Lightspeed, Hansen wrote, decided four years ago to pursue an entirely different noise cancellation strategy, believing that the noise canceling capability of a closed-loop analog system had reached its zenith. Engineers opted instead to pursue fixed feed forward cancellation with a digital microprocessor at the heart of the system. Digital noise reduction had been researched in the 1990s, “but with the tools available at the time, we felt we could not improve on analog version,” Hansen wrote. Advances in digital technology in the intervening years changed that equation. More robust mathematical data analysis tools allowed engineers to program the headset controller to better differentiate noise from the signals a pilot needs to hear.
The new headset, which shares a chassis (headband and earcups) with its predecessor, the Lightspeed Zulu.2, was tested in a sound booth, in cars, and in aircraft.

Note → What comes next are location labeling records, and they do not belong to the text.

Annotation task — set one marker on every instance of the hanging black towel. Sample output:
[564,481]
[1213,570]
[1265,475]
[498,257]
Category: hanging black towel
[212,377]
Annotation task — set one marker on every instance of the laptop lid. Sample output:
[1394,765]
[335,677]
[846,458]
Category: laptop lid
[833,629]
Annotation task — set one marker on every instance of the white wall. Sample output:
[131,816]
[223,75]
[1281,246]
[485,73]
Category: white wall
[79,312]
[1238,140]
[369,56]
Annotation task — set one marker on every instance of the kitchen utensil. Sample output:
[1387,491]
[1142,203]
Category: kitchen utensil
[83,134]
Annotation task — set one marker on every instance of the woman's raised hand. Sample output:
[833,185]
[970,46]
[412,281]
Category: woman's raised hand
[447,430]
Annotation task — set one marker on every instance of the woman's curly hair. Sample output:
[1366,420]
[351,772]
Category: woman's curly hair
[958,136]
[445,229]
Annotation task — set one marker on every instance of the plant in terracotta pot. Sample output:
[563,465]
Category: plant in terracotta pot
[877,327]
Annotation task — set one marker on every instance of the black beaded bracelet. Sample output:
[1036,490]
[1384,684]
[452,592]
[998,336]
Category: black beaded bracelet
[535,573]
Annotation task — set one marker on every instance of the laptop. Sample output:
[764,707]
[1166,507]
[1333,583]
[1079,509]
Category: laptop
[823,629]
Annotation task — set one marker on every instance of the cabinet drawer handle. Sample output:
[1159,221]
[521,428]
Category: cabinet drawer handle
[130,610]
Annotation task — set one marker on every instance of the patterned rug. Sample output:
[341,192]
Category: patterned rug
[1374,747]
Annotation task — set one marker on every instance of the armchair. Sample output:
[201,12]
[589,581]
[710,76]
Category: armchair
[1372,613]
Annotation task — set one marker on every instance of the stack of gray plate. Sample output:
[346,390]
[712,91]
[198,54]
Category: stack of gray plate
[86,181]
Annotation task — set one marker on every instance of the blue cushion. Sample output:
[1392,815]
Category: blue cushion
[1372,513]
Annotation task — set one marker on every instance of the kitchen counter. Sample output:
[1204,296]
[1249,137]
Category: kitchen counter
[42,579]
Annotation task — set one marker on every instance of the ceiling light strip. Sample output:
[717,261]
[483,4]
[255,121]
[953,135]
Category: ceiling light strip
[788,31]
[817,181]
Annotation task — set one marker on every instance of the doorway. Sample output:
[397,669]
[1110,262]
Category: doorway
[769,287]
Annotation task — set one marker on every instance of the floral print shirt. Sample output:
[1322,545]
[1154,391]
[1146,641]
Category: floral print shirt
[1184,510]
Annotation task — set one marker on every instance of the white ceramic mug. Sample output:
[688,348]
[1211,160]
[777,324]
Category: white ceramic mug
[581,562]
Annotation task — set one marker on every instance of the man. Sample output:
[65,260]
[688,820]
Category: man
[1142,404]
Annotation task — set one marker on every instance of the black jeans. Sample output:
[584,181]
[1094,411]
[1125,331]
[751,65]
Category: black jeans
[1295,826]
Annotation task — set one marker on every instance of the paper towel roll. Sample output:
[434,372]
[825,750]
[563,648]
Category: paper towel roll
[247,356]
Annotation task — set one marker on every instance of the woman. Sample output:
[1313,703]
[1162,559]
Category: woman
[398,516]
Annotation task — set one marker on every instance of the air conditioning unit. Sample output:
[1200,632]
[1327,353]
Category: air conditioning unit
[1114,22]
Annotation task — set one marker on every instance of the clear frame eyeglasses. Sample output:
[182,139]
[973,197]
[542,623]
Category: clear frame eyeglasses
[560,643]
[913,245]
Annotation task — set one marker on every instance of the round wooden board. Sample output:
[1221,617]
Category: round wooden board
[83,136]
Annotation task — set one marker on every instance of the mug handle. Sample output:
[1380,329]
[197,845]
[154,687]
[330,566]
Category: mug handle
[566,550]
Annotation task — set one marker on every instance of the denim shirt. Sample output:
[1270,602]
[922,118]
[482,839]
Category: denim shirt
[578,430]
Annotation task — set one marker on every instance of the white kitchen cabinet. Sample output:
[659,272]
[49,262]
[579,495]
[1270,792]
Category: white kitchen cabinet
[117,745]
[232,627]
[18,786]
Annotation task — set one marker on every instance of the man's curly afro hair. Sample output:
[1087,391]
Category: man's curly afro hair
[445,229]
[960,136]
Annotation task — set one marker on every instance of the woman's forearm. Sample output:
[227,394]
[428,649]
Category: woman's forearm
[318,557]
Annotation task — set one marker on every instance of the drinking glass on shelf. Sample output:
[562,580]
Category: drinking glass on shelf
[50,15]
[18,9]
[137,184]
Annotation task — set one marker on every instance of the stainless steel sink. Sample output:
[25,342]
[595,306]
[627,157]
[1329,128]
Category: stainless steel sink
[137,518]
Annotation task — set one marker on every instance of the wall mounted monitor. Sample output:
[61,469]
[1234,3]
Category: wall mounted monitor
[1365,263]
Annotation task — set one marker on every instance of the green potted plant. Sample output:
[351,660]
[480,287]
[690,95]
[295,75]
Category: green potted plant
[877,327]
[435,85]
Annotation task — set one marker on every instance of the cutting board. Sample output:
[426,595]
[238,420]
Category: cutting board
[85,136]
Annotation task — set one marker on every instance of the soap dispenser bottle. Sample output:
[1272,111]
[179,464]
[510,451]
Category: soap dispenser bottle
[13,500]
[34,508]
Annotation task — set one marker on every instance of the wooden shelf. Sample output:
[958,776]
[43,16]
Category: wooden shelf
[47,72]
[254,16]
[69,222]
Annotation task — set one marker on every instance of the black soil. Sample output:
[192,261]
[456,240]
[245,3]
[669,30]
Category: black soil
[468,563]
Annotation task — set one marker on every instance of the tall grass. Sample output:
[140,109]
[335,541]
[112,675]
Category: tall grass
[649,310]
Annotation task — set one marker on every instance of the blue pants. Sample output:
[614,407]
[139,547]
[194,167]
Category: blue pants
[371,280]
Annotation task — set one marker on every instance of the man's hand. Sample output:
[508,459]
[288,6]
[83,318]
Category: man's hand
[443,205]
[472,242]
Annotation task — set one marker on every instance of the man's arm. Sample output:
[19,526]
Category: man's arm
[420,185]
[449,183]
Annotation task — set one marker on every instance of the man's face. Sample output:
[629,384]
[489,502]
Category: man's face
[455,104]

The goal was to create a system that adapts noise cancellation as the sound environment changes (such as when a pilot dons or removes sunglasses), discards infrequent noise events such as a cough or canopy latch closing from the noise cancellation equation, and differentiates various unwanted noises (prop noise, wind, engine exhaust) from the ATC communications that a pilot needs to hear clearly.
“All of this is hard enough to tame with a fixed noise profile (the approach all other aviation headsets take, even the very few using feed forward), but we set out to make a headset that would provide quieting in any combination of the factors above, dynamically and continuously,” Hansen wrote.
An array of microphones inside and outside the earcup monitor sound in much the same way as other active noise reduction headsets, though the headset’s microprocessor evaluates those noise inputs digitally.
“The microphones and their precise placement were both complex puzzles to be solved,” Hansen wrote.
Dubbed “Streaming Quiet,” the adaptive digital noise cancellation system was fine-tuned over hundreds of flights, and the design team also incorporated another new feature: FlightLink, an iOS application that allows the headset to be controlled and personalized with an iPad or iPhone. The app (also compatible with previous Lightspeed headset models, though with limited features when used with those older models) allows the pilot to adjust the sound of various input sources (intercom, music, cell phone) independently, and record intercom and radio communications for playback in flight (in case an ATC call is missed), or later. The app also has a scratch pad feature. FlightLink also will allow the headset firmware to be upgraded in the future, and Hansen said Lightspeed already has a few new features in the pipeline, though he offered no specifics.
“Other products have this firmware upgradeability, but it has never been done in an aviation headset before,” Hansen wrote. “Of course, the overriding challenge was to make sure the complex system of interacting functions not only worked in perfect synchronization, but also worked invisibly, so that the pilot’s experience is easy and seamless operation.”